Thank you, Hazen! I didn't know there was a junior Falwell. How terrifying! To reproduce that creepiness . . . ugh.

TC said...

There's nothing like a bit of local knowledge to put a fine point on things. Thank you, Hazen.

(I can almost hear the Creationists banging on the door, screaming that they'll never ask to borrow your chapstick.)

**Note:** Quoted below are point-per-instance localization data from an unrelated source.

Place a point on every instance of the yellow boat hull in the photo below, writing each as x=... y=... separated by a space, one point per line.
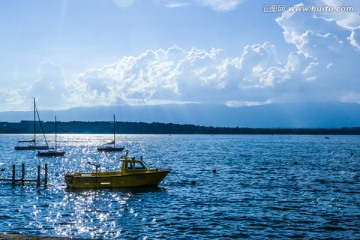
x=115 y=179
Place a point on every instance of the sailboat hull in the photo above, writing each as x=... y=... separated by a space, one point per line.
x=114 y=180
x=110 y=149
x=32 y=147
x=51 y=153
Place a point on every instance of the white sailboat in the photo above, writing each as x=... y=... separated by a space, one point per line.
x=53 y=152
x=111 y=148
x=34 y=146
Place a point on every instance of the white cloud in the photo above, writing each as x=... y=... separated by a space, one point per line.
x=176 y=4
x=123 y=3
x=220 y=5
x=11 y=99
x=51 y=87
x=347 y=19
x=323 y=67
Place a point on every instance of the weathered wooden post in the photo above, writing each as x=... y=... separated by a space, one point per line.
x=45 y=181
x=22 y=173
x=38 y=179
x=13 y=177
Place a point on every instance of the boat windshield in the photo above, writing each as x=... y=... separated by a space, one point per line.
x=135 y=166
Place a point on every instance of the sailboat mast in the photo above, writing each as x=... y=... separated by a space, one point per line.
x=114 y=130
x=34 y=124
x=55 y=135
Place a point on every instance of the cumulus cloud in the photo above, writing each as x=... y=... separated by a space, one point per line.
x=324 y=67
x=12 y=98
x=51 y=87
x=123 y=3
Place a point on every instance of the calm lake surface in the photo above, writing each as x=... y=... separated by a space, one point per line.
x=265 y=187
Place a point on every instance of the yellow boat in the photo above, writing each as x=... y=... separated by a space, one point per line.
x=133 y=173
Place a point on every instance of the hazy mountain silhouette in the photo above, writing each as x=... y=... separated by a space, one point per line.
x=307 y=115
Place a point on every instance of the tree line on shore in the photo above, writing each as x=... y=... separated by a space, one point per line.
x=101 y=127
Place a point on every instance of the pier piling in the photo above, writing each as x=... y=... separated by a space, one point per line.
x=38 y=177
x=13 y=180
x=22 y=173
x=13 y=176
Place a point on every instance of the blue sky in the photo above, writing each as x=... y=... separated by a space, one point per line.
x=234 y=52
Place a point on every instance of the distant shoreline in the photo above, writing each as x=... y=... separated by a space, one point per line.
x=82 y=127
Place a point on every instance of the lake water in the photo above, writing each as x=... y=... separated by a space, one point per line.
x=265 y=187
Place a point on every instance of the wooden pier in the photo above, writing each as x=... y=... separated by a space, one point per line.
x=22 y=180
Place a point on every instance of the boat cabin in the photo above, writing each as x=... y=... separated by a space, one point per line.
x=132 y=165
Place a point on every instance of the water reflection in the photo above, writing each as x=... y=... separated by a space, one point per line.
x=257 y=192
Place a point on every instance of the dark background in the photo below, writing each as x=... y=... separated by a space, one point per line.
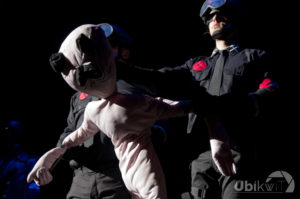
x=164 y=33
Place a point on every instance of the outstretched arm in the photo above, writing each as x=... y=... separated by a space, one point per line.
x=41 y=170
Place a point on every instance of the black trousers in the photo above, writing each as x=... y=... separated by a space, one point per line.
x=88 y=184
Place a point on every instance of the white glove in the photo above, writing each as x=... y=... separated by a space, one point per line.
x=40 y=172
x=222 y=157
x=220 y=147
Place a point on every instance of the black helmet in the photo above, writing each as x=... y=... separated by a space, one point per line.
x=229 y=8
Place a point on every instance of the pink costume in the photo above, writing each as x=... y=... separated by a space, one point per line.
x=126 y=119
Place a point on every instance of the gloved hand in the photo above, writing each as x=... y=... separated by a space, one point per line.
x=220 y=147
x=41 y=170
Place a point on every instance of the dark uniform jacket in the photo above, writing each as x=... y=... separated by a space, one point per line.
x=247 y=87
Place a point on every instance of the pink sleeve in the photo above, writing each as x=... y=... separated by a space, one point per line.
x=166 y=108
x=87 y=129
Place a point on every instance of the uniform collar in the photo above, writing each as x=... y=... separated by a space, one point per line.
x=233 y=49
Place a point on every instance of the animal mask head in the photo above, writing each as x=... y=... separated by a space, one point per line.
x=86 y=61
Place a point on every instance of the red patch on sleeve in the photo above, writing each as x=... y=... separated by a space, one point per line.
x=265 y=84
x=82 y=96
x=200 y=65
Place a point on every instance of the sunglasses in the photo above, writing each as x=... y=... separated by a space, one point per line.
x=212 y=4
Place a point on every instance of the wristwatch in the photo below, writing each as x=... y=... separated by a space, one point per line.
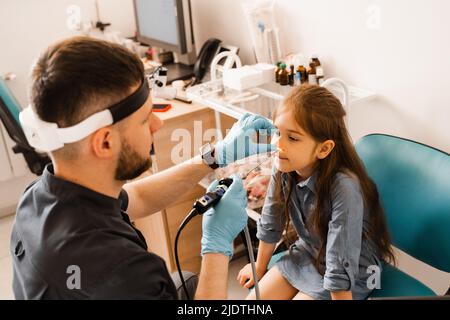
x=207 y=152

"Liberty University teaches young Earth creationism as an explanation for the appearance of life on earth. The university works with young Earth creationist organizations including Answers in Genesis. In biology classes students are taught both creationism and evolution and that creationism offers a better explanation of biological diversity than evolution. In October, 2006 the university published an advertisement in The Chronicle of Higher Education in an attempt to recruit staff to its biology department. The advertisement stated that the university was 'seeking faculty who can demonstrate a personal faith commitment to its evangelical Christian purpose' and specified that 'compatibility with a young-earth creationist philosophy [is] required.'

"In the same month, prominent biologist Richard Dawkins was quoted saying the following about Liberty University: 'If it's really true that the museum at Liberty University has dinosaur fossils which are labeled as being 3,000 years old, then that is an educational disgrace. It is debauching the whole idea of a university, and I would strongly encourage any members of Liberty University who may be here, to leave and go to a proper university.'"

Richard Dawkins proved himself brave enough to stand behind his ideas... even in Lynchburg.

His talk and Q & A session at the other school in that town, Randolph-Macon Women's College, predictably drew the Liberty U. God-pimps out in force. Very interesting stuff really; an alien anthropologist on a first field study of this planet might learn something.

Richard Dawkins in Lynchburg


if it's a yes or no question,
I nod or shake my head.
Often makes people shut up

Nora said...

That's fantastic.

Mose23 said...

Brilliant closing line.

Lord Charlie said...

I know the feeling Nin describes. For a while I would identify myself as "medieval historian" to discourage loquacious neighbors on flights to anywhere. (That was Auden's suggestion.) I have also tried "philatelist" (more trouble than it's worth) and "I work for the Ottawa Tourism Association." The single worst thing you can say is "poet and editor" -- unless it's not true. God help you if it is.